Practice: consultation

Following his recent appointment as judge in charge of the new Queen’s Bench “Media and Communications List”, Mr Justice Warby is consulting practitioners and other court users in the media and communications field on a small number of procedural questions. For more details, see Inforrm’s blog with link to relevant form.

Family law

Judicial Cooperation with Serious Case Reviews

The President of the Family Division, Sir James Munby issued new guidance on 2 May on the participation of judges in serious case reviews. The essential point he makes is the need to preserve judicial independence, so that while judges may assist the SCR with information acquired in their judicial capacity, they should not themselves be dragged into a situation where their judicial conduct is subject to a multi-agency review process. The proper way to review their decision is by way of appeal to a higher court, says Sir James.

Dates and deadlines

Access to Justice After the Election: Panel Debate

6:30pm on Wednesday 10 May at Garden Court Chambers, London. Ahead of the general election on 8 June 2017, Young Legal Aid Lawyers (YLAL) is delighted to present a pre-election panel debate on access to justice and legal aid, featuring speakers from each of the main political parties. Details / Eventbrite


With Jacqueline Nicholls, Frances Fyfield, Isobel Williams and Hubert Best. How does art depict the legal process? Tickets: £12.00. London Jewish Cultural Centre, Tue 23 May 8:00pm

Some recent reads

Law (and injustice) from around the world


Macron wins

The presidential elections (second round) took place on Sunday 7 May and by mid afternoon in Ottawa we had heard that Macron had won. That seems good news, or at any rate one fewer nail in the global coffin. Vive la France!

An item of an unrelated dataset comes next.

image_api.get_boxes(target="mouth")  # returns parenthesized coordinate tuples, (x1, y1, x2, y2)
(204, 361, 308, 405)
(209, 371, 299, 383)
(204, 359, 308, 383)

Blasphemy law to be used for first time?

Some people believe in it, and are deeply offended when others make fun of it. But now that it has been proved to exist, Ireland’s blasphemy law may finally be actually used. Or not, as the case may turn out.

The BBC reports that the actor and TV presenter Stephen Fry is the subject of an investigation by the Irish police following a singular complaint by a member of the public that remarks made by Fry on RTE, the Irish broadcaster, in 2015, contravened the Irish law of blasphemy. According to Independent.ie a member of the public reported the allegation to Ennis garda Station following a broadcast of ‘The Meaning of Life’, hosted by Gay Byrne, in February 2015. The member of the public, who did not wish to be identified, said he had not been offended by Fry’s remarks:

“I told the Garda that I did not want to include this as I had not personally been offended by Fry’s comments — I added that I simply believed that the comments made by Fry on RTÉ were criminal blasphemy and that I was doing my civic duty by reporting a crime.”

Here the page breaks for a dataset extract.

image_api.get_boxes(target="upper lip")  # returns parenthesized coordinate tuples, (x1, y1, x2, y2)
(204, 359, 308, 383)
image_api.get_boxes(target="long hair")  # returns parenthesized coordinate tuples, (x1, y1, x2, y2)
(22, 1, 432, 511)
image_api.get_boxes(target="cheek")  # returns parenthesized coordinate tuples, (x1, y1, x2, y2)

Indeed. If this sounds like a character from the pages of Flann O’Brien, it is tempting to wonder what he would have made of this absurdity, or even Myles na Gopaleen, were he still with us.

The law in question is a criminal offence created under s 36 of the Defamation Act 2009:

(1) A person who publishes or utters blasphemous matter shall be guilty of an offence and shall be liable upon conviction on indictment to a fine not exceeding €25,000.

(2) For the purposes of this section, a person publishes or utters blasphemous matter if-

(a) he or she publishes or utters matter that is grossly abusive or insulting in relation to matters held sacred by any religion, thereby causing outrage among a substantial number of the adherents of that religion, and

(b) he or she intends, by the publication or utterance of the matter concerned, to cause such outrage.

It seems odd for a western democracy to have legislated in recent years to create, or expand the scope of, a somewhat medieval seeming law, but no doubt the matter was very fully debated at the time.